Sure, if all you have in is pictures of Mr. Fluffykins, being able to turn off encryption can seem convenient. But really - just keep it on, and definitely make sure it’s at least available, without sucking.

What I do

So we have some general advice now:

  • Allow loose files/data

  • Create many, common, deduplicated, separate backups, separated logically

  • Don’t attribute users/groups

  • Encrypt it

  • Only backup things you want, and do so in relative terms

You may have noticed a pattern: backups are not write-only media. Most of this advice talks about reading the contents. It is even desirable to read backups without any failures having occurred. So what exactly do my backups look like?

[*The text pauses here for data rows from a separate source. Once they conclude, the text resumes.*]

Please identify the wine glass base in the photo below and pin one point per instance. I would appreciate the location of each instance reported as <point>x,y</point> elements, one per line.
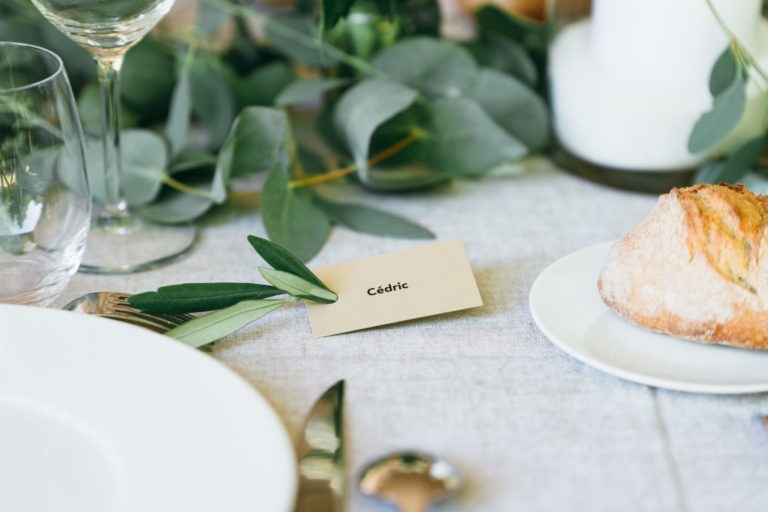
<point>128,244</point>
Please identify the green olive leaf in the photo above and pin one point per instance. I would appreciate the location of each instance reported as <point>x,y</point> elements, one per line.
<point>198,297</point>
<point>298,287</point>
<point>463,140</point>
<point>513,106</point>
<point>282,260</point>
<point>307,88</point>
<point>714,125</point>
<point>290,217</point>
<point>372,221</point>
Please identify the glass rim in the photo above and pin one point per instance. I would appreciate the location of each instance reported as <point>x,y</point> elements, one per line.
<point>59,68</point>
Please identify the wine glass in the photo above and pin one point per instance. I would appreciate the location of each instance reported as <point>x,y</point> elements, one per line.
<point>119,241</point>
<point>45,202</point>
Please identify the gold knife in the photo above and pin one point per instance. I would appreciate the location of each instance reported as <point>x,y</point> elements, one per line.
<point>321,455</point>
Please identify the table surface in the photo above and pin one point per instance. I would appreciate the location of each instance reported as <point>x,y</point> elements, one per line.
<point>531,428</point>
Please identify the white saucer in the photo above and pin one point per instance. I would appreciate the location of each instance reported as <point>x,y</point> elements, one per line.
<point>101,416</point>
<point>566,306</point>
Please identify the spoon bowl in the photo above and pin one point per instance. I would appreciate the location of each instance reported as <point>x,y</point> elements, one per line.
<point>410,480</point>
<point>114,305</point>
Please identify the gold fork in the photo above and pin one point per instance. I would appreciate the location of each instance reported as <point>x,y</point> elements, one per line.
<point>115,306</point>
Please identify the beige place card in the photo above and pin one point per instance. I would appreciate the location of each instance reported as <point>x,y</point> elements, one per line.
<point>389,288</point>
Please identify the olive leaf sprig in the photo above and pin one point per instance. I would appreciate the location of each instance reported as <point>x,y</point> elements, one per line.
<point>231,306</point>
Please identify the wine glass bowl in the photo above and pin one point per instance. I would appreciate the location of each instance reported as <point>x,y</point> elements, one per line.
<point>106,28</point>
<point>119,241</point>
<point>44,195</point>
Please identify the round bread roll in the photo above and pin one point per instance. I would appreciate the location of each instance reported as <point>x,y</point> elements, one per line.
<point>696,267</point>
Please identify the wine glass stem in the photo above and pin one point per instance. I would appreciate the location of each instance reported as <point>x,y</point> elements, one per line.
<point>108,72</point>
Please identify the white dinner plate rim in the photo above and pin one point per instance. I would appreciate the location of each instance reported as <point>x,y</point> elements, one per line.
<point>575,351</point>
<point>269,436</point>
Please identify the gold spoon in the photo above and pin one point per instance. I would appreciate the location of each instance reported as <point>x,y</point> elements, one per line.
<point>412,481</point>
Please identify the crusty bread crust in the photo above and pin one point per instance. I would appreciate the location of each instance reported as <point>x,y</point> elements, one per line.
<point>696,267</point>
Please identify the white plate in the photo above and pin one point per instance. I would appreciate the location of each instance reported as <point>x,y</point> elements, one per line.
<point>101,416</point>
<point>566,306</point>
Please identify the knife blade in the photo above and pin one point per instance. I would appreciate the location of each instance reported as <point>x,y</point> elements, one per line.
<point>321,455</point>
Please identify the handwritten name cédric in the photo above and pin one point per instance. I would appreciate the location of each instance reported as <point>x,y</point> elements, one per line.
<point>387,289</point>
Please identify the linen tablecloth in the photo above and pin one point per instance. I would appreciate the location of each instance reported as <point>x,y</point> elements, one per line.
<point>531,428</point>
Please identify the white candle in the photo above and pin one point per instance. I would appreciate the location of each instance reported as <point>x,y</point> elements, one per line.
<point>629,84</point>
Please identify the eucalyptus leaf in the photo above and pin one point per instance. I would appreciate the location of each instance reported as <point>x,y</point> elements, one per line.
<point>307,88</point>
<point>298,287</point>
<point>372,221</point>
<point>435,67</point>
<point>291,218</point>
<point>724,72</point>
<point>218,324</point>
<point>142,87</point>
<point>144,157</point>
<point>174,207</point>
<point>280,259</point>
<point>177,126</point>
<point>364,108</point>
<point>213,102</point>
<point>514,106</point>
<point>89,108</point>
<point>462,140</point>
<point>210,19</point>
<point>198,297</point>
<point>714,125</point>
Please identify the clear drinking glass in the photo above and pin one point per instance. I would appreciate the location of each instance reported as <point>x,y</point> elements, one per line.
<point>119,240</point>
<point>44,197</point>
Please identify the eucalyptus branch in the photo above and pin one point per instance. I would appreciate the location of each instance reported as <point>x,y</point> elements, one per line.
<point>183,187</point>
<point>231,306</point>
<point>740,51</point>
<point>356,63</point>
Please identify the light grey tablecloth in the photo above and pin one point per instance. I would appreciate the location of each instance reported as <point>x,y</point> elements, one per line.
<point>531,428</point>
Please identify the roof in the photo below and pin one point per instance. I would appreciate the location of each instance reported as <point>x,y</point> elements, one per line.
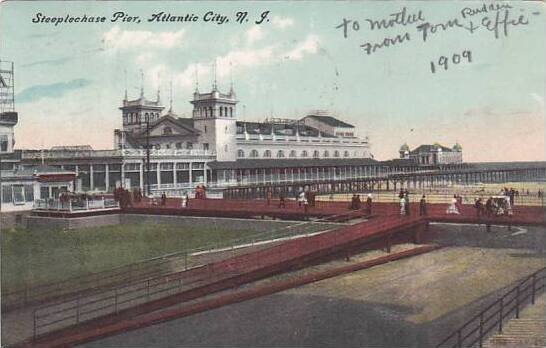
<point>429,148</point>
<point>291,163</point>
<point>331,121</point>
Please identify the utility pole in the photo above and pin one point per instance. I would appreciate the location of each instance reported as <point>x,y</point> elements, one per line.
<point>147,156</point>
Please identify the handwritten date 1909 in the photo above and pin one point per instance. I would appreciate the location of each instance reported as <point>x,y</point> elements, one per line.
<point>456,58</point>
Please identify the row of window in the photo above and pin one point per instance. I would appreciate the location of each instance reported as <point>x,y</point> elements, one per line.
<point>179,146</point>
<point>293,154</point>
<point>17,194</point>
<point>223,111</point>
<point>136,118</point>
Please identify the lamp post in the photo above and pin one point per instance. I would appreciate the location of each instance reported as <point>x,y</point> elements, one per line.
<point>147,156</point>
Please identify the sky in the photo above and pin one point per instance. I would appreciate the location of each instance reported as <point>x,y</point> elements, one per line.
<point>71,77</point>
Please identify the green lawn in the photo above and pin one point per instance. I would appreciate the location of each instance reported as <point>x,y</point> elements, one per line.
<point>31,257</point>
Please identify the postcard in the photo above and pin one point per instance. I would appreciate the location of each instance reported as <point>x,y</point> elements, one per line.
<point>272,174</point>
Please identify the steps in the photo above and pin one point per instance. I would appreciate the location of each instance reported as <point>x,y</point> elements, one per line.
<point>529,331</point>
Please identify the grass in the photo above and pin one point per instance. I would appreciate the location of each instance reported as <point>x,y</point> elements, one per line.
<point>33,257</point>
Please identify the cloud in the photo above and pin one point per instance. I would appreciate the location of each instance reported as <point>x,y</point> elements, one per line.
<point>282,22</point>
<point>54,90</point>
<point>57,61</point>
<point>309,46</point>
<point>254,34</point>
<point>123,39</point>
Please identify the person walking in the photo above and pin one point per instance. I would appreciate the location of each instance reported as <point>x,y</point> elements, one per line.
<point>423,206</point>
<point>452,209</point>
<point>369,204</point>
<point>407,204</point>
<point>478,205</point>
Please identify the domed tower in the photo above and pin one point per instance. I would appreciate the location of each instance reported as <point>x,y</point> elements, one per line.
<point>457,147</point>
<point>214,116</point>
<point>404,151</point>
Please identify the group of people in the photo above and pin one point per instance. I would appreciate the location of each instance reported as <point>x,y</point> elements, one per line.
<point>356,203</point>
<point>494,206</point>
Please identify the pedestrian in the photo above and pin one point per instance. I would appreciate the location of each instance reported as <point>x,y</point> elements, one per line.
<point>452,209</point>
<point>269,196</point>
<point>479,207</point>
<point>407,204</point>
<point>423,206</point>
<point>489,207</point>
<point>282,203</point>
<point>369,204</point>
<point>185,199</point>
<point>301,198</point>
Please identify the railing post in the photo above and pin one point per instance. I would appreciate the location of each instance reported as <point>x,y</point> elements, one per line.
<point>459,339</point>
<point>481,331</point>
<point>78,309</point>
<point>534,287</point>
<point>517,302</point>
<point>501,314</point>
<point>34,333</point>
<point>116,300</point>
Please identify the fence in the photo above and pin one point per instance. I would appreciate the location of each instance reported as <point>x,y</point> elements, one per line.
<point>76,310</point>
<point>145,268</point>
<point>75,205</point>
<point>473,332</point>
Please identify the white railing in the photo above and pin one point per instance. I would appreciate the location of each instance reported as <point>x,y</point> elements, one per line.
<point>75,204</point>
<point>49,154</point>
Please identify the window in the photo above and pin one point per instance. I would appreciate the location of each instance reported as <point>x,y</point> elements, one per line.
<point>3,143</point>
<point>6,194</point>
<point>29,193</point>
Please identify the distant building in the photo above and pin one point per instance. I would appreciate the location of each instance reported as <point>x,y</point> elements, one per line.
<point>21,185</point>
<point>435,154</point>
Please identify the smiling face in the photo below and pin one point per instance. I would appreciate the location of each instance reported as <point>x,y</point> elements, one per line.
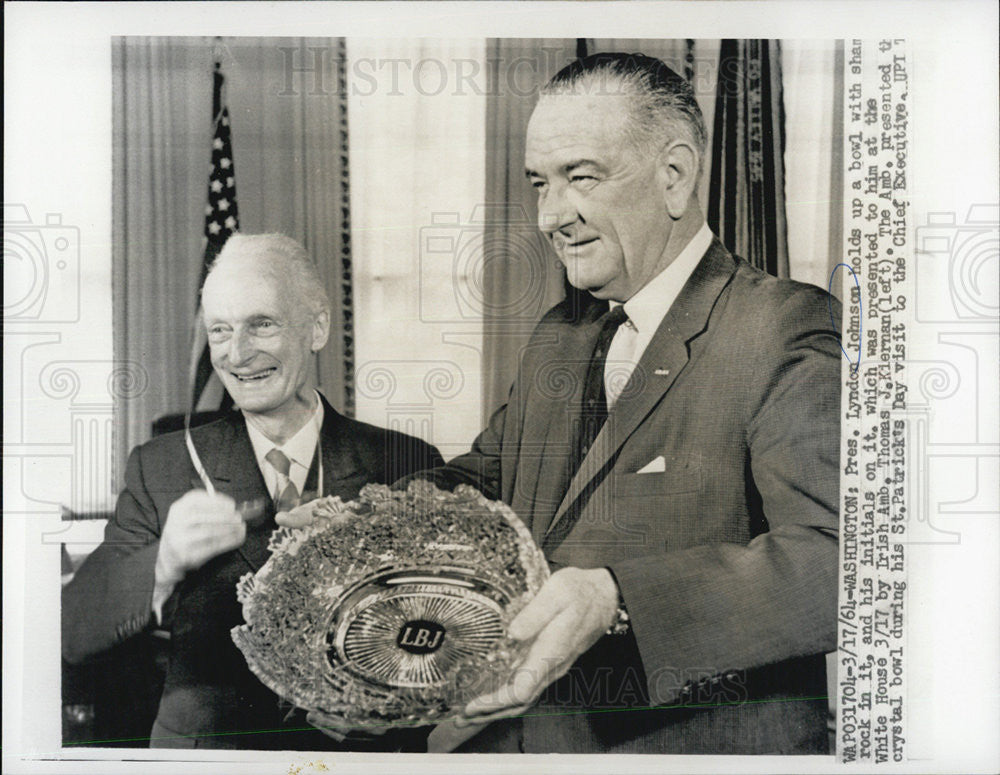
<point>600,199</point>
<point>262,337</point>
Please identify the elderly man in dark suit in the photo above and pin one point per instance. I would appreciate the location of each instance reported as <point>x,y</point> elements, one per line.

I use rdedup, in combination with tar (avoid rdup at all costs it is insane and breaks half of the recommendations present here). My typical backup of a directory will look like so:

cd foo/
tar -cf- bar/ | rdedup store bar-$(date +%y-%m-%d)

That’s it! In case the data I want to back up is a single file, the tar can become a cat, or if it’s loose data, I can just pipe it in directly.

My rdedup repository is initialized with all defaults (as of currently, at version 3.1.1) - blake2b hashes (superior hashing algorithm), curve25519 pubkey encryption (superior pubkey algorithm), zstd compression (ideally I’d like lzip, but this is good enough), fastcdc chunking (somewhat content-aware).

One nice advantage of rdedup is the use of pubkey encryption - you only need to specify the password for extraction, and it can be put into an environment variable in case you expect to be restoring many things.

It doesn’t care about things like files, UIDs, GIDs and such, leaving that to the data content - something that makes things much more tolerable. tar by default doesn’t care about the location of the data, and when extracted as a normal user, the user extracting the data owns the files - making it a good enough fit, and easily available.